Florida Advises Lawyers About Client Social Media Account Clean-Up Prior to Litigation.

The National Law Review recently published an article about the Florida Bar Association’s stance on attorneys advising their clients to “clean-up” their social media accounts prior to litigation being initiated. This stance was articulated in an advisory opinion by the Professional Ethics Committee.

As a part of its review the committee indicated that once litigation had commenced the normal rules of discovery and spoliation applied. The committee cited cases where attorneys were sanctioned and fined for advising their clients to delete social media information after litigation had been commenced.

The Florida Professional Ethics Committee arrived at this finding after reviewing the applicable Florida Bar Rule [4-3.4(a)]  other Bar Associations’ standards (e.g. New York, North Carolina, Pennsylvania)As to the issue of pre-litigation advise to clients. In summary the Professional Ethics Committee found that that:

“… a lawyer may advise that a client change privacy settings on the client’s social media pages so that they are not publicly accessible. Provided that there is no violation of the rules or substantive law pertaining to the preservation and/or spoliation of evidence, a lawyer also may advise that a client remove information relevant to the foreseeable proceeding from social media pages as long as an appropriate record of the social media information or data is preserved.”

This opinion, and the standards of other Bar Associations demonstrates the precarious challenges faced when advising clients about their social media accounts.  First, an attorney may have an obligation to advise clients about the laws of preservation and spoliation of information contained their social media accounts.  Secondly, if an attorney advises a client to change privacy settings and/or delete certain information, that information should be preserved if it is relevant to reasonably foreseeable litigation.

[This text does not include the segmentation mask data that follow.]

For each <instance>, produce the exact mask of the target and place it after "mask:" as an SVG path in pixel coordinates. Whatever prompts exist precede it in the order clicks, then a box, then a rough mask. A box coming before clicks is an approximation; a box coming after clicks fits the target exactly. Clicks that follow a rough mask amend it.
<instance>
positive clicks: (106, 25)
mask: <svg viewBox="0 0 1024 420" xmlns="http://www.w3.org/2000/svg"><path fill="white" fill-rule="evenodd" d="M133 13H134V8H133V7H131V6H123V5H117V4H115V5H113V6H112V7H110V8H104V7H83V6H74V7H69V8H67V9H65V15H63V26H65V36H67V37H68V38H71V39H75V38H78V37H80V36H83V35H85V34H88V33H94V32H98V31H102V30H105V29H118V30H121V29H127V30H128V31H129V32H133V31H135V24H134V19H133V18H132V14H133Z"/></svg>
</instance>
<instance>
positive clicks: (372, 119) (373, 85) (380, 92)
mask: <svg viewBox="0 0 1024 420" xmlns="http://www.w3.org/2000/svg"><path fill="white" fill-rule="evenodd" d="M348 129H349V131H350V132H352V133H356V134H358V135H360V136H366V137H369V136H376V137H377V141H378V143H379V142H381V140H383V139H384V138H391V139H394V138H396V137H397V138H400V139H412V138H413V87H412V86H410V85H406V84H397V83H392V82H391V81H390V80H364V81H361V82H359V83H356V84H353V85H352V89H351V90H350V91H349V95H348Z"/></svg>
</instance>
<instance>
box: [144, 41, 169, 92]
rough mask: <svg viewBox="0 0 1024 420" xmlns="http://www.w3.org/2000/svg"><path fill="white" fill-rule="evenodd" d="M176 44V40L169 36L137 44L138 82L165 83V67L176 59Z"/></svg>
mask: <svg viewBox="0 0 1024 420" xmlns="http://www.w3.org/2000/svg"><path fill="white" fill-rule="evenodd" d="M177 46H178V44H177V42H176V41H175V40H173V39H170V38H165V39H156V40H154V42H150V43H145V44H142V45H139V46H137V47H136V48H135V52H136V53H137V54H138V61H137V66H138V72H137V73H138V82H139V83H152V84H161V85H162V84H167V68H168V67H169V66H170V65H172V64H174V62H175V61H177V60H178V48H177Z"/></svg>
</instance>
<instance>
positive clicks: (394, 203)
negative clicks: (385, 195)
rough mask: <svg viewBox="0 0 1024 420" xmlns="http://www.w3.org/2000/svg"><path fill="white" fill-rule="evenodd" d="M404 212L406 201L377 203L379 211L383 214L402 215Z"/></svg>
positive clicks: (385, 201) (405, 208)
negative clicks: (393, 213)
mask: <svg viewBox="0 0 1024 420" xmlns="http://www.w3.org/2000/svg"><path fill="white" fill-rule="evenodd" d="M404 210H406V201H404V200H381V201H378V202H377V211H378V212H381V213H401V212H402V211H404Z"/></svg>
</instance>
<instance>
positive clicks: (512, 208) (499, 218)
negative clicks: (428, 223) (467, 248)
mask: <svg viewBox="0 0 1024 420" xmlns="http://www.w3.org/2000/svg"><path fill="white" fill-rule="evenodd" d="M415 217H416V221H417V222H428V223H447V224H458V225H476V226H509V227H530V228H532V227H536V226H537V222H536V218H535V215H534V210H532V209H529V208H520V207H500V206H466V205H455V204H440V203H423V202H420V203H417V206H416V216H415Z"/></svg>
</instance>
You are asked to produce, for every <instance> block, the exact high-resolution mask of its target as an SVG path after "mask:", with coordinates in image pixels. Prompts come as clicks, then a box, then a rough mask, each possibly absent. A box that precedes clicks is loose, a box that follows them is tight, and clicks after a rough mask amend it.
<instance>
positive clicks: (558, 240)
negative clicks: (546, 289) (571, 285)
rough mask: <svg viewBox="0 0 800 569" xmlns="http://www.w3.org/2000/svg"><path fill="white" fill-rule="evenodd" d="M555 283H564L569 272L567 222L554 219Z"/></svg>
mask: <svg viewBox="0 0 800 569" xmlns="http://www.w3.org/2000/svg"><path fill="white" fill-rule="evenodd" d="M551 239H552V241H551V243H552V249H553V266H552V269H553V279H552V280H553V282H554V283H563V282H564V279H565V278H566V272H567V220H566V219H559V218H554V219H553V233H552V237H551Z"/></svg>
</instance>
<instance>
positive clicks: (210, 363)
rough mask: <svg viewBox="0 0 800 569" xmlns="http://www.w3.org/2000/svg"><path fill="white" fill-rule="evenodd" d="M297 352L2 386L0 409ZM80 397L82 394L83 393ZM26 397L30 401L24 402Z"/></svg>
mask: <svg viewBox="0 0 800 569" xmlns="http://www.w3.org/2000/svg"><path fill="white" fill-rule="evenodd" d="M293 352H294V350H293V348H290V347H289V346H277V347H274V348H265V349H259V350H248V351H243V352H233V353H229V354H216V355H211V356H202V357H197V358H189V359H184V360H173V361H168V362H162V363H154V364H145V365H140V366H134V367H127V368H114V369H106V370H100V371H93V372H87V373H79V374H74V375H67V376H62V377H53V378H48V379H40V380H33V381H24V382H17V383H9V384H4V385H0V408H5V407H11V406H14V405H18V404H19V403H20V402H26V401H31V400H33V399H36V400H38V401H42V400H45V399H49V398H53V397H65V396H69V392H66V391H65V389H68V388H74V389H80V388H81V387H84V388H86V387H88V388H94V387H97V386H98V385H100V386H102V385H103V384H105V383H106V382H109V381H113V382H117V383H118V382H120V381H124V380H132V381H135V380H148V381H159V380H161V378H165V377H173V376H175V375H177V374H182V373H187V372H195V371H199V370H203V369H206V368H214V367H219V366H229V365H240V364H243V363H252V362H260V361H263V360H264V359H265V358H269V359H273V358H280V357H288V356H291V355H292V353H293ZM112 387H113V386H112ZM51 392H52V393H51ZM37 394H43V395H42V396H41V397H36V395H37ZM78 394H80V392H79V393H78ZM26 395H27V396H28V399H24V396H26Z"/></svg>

What I will say about this in plain speak is that this appear to be a bit of a shell game.  You can hide it, you can remove it, but it needs to be kept somewhere out of sight.  So what does this mean for counsel involved in litigation?  Counsel needs to make sure that their discovery covers not only information contained on social media accounts, but also any preserved information that has been deleted from a party’s social media accounts.